A nous la Suisse où on avait prévu d’ aller de toute façon pour écouter Inès. Elle fait son nid à l’arrière de la voiture en calant sa jambe meurtrie sur des oreillers et les paquets du voyage, prend une pose de sultane et se plonge dans les Misérables. Cosette et Cenerentola (Cendrillon) sont après tout de lointaines cousines. Mais les démons du doute reprennent leur danse du ventre et l’empêchent de lire : la durée du spectacle qui prend des allures de marathon, les vocalises qui la harcèlent de leur bruit d’osselets. Elle résiste, abandonne Hugo, se laisse bercer par le doux spectacle des vallées du Morvan et s’endort.

Le jour suivant connaitra le calme des veillées d’armes. Les dés sont jetés. A rien ne sert de s’agiter. Martine et moi parlons d’autre chose, avec légèreté pour ne pas éveiller les vents mauvais. Le sort de la soirée est dans la main des dieux. Inès leur balise le terrain pour les mettre de son côté : rendez-vous avec le régisseur pour reprendre point par point la mise en scène, mise à contribution des autres artistes pour l'aider ou faire à sa place certaines choses, maquillage etc.

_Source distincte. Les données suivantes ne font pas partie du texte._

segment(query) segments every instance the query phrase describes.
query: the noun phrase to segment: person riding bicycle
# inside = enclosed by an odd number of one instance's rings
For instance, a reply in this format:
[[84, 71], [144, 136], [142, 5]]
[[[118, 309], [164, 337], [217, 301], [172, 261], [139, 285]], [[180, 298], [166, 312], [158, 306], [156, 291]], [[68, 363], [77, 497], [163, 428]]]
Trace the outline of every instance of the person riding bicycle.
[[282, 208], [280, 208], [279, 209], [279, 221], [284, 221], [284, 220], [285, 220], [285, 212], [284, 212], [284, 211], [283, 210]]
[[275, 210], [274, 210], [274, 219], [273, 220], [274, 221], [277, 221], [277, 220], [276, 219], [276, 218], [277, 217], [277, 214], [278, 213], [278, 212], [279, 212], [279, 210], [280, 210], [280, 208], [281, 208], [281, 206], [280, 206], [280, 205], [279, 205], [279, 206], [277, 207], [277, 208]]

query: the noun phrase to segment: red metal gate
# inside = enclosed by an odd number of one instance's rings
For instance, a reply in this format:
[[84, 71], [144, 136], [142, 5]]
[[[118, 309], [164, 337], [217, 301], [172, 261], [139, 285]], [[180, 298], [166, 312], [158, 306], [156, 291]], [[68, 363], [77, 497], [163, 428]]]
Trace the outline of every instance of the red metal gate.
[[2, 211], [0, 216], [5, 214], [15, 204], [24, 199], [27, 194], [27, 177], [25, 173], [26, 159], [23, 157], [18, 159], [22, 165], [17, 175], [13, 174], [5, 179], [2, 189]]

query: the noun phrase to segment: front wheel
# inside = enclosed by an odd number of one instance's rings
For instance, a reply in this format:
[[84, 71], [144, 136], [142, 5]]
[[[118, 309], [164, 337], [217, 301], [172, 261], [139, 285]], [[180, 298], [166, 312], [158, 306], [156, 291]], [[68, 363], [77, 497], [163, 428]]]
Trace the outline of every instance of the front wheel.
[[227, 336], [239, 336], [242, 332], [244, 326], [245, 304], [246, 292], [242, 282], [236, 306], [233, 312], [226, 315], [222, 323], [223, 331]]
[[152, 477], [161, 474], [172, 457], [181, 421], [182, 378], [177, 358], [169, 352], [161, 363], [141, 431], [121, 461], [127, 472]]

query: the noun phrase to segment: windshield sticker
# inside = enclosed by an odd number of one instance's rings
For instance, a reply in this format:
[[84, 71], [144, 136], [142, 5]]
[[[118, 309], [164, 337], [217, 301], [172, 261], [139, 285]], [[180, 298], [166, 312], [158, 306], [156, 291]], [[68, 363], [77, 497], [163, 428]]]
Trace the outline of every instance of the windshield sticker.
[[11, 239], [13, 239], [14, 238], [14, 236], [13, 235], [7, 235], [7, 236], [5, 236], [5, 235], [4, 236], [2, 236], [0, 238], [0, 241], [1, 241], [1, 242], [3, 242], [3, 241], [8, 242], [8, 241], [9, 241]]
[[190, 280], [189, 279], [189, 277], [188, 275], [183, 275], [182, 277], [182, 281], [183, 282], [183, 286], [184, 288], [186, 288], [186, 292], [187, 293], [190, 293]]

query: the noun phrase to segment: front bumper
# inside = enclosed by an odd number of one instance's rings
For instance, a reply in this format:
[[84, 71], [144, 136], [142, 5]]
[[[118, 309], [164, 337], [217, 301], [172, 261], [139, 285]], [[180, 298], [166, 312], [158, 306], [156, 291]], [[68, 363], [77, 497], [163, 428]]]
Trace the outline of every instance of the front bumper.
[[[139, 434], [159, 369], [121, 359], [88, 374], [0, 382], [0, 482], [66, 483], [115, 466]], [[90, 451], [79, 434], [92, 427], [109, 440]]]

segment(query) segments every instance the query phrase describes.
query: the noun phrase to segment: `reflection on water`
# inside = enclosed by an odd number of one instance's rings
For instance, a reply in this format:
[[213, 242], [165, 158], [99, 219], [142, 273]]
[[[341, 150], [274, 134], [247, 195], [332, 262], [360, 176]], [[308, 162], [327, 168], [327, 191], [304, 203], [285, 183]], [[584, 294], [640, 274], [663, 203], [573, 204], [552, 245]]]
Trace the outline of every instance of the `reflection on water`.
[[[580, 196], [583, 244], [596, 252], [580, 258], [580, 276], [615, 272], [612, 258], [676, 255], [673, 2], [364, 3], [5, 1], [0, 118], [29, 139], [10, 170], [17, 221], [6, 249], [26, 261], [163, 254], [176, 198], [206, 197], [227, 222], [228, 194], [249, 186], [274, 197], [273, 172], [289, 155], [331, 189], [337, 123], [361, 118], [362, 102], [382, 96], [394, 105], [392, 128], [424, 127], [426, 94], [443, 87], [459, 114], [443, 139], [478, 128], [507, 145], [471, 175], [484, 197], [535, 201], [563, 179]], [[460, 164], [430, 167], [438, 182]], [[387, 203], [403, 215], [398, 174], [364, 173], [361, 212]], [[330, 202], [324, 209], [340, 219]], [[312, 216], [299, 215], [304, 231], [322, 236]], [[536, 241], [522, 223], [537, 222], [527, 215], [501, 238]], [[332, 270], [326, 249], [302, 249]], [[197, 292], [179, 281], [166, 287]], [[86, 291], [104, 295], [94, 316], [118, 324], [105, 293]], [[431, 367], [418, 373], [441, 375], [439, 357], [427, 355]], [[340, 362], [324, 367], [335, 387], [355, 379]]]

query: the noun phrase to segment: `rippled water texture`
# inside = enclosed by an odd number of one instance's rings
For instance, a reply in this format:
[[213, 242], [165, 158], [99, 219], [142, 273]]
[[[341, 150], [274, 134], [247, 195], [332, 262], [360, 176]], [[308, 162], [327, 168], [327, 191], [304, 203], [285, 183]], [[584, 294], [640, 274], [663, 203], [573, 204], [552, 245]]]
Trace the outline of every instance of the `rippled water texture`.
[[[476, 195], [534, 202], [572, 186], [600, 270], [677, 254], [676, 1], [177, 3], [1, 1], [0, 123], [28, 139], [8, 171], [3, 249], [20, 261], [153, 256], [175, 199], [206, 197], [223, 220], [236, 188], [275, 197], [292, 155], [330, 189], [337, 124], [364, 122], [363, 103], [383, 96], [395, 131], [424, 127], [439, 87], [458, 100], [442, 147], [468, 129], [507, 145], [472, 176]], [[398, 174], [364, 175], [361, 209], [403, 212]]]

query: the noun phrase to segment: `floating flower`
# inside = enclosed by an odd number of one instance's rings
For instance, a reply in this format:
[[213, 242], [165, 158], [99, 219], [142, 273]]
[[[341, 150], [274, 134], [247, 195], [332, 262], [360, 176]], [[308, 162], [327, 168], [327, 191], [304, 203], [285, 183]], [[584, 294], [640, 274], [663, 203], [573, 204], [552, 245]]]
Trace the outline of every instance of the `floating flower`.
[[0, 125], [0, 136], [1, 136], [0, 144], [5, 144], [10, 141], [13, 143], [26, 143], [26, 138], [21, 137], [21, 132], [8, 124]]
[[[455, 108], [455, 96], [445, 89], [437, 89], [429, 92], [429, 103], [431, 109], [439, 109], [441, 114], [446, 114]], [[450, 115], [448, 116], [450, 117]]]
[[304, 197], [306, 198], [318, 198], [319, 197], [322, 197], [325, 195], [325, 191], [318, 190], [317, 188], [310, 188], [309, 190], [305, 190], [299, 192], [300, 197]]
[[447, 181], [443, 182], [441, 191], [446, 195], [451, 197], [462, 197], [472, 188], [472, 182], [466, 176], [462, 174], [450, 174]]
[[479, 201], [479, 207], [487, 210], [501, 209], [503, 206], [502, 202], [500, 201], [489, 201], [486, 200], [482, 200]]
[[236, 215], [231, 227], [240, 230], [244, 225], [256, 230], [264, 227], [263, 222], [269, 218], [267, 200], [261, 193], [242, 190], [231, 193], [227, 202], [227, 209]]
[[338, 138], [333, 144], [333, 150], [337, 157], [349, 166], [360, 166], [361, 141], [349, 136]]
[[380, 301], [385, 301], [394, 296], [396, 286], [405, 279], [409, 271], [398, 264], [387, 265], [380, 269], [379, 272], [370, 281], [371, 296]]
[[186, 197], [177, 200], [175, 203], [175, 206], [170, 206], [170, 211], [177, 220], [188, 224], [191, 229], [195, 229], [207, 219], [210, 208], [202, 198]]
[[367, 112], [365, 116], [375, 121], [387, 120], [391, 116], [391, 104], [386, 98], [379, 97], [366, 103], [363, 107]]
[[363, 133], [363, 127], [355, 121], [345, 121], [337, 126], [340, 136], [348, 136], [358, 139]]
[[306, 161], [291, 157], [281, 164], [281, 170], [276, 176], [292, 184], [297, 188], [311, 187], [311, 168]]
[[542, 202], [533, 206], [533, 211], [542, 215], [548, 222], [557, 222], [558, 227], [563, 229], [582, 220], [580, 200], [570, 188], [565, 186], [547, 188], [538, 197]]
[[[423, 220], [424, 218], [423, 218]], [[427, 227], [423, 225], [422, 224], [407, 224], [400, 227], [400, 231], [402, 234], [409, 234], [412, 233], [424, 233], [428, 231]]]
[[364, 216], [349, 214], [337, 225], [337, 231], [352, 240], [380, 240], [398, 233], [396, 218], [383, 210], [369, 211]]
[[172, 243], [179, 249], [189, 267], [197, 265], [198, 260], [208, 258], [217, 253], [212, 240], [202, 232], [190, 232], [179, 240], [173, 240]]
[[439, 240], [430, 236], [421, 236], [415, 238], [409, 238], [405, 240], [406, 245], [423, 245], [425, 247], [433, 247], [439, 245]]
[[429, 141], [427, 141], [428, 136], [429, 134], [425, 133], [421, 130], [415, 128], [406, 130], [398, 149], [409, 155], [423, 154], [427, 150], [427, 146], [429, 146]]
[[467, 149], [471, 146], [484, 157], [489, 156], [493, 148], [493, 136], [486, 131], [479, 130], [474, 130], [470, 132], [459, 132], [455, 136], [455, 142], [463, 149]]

La salle est pleine. Le rideau se lève. Inès est déjà sur scène, derrière une grande table. Le directeur a annoncé sur un mode léger que Cenerentolla a fait une chute de vélo mais qu’elle a toute sa voix. Informer sans inquiéter et passez, muscade. Premier air pour notre chanteuse : la voix est un peu gommée, a besoin de se chauffer. Même les plus grands connaissent la chose. Inès avance une canne, risque un pas puis deux, glisse lentement sur la scène. Nos cœurs battent. Elle lève la tête, s’anime. Son chant prend du volume, de l’assurance. Elle passera, j’en suis sûr maintenant. Elle attaque les premières vocalises comme un cavalier les obstacles, égrène les notes en staccato avec brio, maitrise bien la virtuosité de l’exercice. Il n’affectera pas l’unité de son chant et le velouté de sa voix. Clorinda et Tisbe, qui rivalisent pour épouser le prince Don Ramiro pétaradent avec talent et tournent autour d’elle comme des damnées. Cenerentola et ses cannes pourra t’elle résister à cette tourmente. Au fil du spectacle il apparait que l’immobilité qui la contraint donne de l’épaisseur et de l’humanité à son personnage, et un avantage décisif dans cette ambiance de sabbat. Elle aura fait de son handicap un atout. Bravo l’artiste. A la fin de son dernier air, superbe, emportée par son bonheur de chanter et la certitude d’avoir gagné son pari, elle soulève légèrement une canne puis l’autre puis lève les deux dans un V de victoire, en offrande à un public aux anges.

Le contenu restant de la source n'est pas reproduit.